View YouTube video/music/narrative version (tap image below). (Approx. 3 min.)
Fitzroy Mountain, seen in the first light of morning sunshine pouring across Argentina’s Patagonia, represents nature’s (not mankind’s) finest achievements all by itself. The rocks anchor the landscape, making a mighty curtain that serves up a variety of weather and visuals for the ranchers and communities scattered along its edge. Every continent has these enormous masses of chemicals, and I guess so does nearly every planet and galaxy in the universe.
Total Solar Eclipse, Bolivia
It is not a surprise, or shouldn’t be anyway, that we find ourselves attributing divine qualities to such earthy structures, in their infinite designs and formations.
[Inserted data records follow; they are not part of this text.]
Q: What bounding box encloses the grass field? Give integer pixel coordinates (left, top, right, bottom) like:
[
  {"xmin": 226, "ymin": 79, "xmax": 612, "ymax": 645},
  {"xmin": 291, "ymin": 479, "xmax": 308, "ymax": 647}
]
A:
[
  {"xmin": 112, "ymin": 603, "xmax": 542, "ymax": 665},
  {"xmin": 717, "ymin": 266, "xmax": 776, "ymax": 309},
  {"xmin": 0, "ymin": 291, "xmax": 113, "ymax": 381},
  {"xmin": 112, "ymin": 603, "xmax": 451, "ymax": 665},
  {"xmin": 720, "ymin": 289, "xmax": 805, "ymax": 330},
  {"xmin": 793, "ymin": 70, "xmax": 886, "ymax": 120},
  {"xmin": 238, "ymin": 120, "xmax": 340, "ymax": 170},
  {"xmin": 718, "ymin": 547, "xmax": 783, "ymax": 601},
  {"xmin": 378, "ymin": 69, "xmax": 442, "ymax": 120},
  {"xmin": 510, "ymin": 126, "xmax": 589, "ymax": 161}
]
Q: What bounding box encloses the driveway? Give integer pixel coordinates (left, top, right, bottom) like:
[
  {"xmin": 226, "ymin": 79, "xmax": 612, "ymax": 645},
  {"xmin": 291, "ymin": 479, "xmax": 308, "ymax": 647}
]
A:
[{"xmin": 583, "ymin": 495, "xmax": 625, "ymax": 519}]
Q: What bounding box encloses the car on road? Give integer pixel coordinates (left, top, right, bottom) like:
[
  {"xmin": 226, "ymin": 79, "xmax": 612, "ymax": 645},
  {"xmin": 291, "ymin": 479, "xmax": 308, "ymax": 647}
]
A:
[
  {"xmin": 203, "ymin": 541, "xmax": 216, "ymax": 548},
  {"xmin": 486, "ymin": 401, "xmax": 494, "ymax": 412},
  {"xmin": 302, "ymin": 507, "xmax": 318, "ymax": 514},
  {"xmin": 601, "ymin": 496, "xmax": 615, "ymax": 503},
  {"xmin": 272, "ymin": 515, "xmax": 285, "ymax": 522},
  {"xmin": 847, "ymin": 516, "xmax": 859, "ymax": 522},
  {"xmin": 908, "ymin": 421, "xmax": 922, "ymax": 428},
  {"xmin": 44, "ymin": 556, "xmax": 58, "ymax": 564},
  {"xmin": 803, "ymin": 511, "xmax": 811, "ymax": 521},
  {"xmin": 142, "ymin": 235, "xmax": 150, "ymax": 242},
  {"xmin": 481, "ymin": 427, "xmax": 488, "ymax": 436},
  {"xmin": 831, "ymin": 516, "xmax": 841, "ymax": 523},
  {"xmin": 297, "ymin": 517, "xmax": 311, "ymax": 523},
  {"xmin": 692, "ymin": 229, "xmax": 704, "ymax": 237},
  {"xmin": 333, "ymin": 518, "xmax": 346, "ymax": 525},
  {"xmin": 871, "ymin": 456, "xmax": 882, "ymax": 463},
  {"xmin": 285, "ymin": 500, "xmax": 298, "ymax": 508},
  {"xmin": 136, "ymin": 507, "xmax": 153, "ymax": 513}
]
The aborigines of Australia prominently have celebrated the mystical qualities of the rocks that litter this planet. “Stone Dreamers” today have to compete with the rock climbers, mountaineers and trekkers who get their spiritual satisfaction from the act of conquering the heights, throwing rocks farther, skipping pebbles across the pond.
Joshua Tree National Monument, southern California
Images: Kakadu National Park, Darwin, Australia
And of course, around the world, the heights have been surmounted by human-inspired buildings put there to project majesty or power — i.e., the monastery or fortress, or both. The Potala Palace broods over Lhasa, Tibet, and is certainly a wonder of the world; a human construction like the pyramids and the great cathedrals, mosques and temples of Europe and Asia. Its keynote inhabitants, though, were expelled. The structure’s religious significance is diminished, but its commercial prospects are flourishing. The spiritual Dalai Lama was transformed into a mere political Grand Lama, a ghost in an exile orchestrated by more modern secular interests perpetrated by government and media.
Despite the controversies that are invariably sparked by such religious artifacts, the likes of monks, lamas, preachers and popes, imams and rabbis, are needed to nudge us pilgrims along from time to time when our enthusiasm for the journey wanes.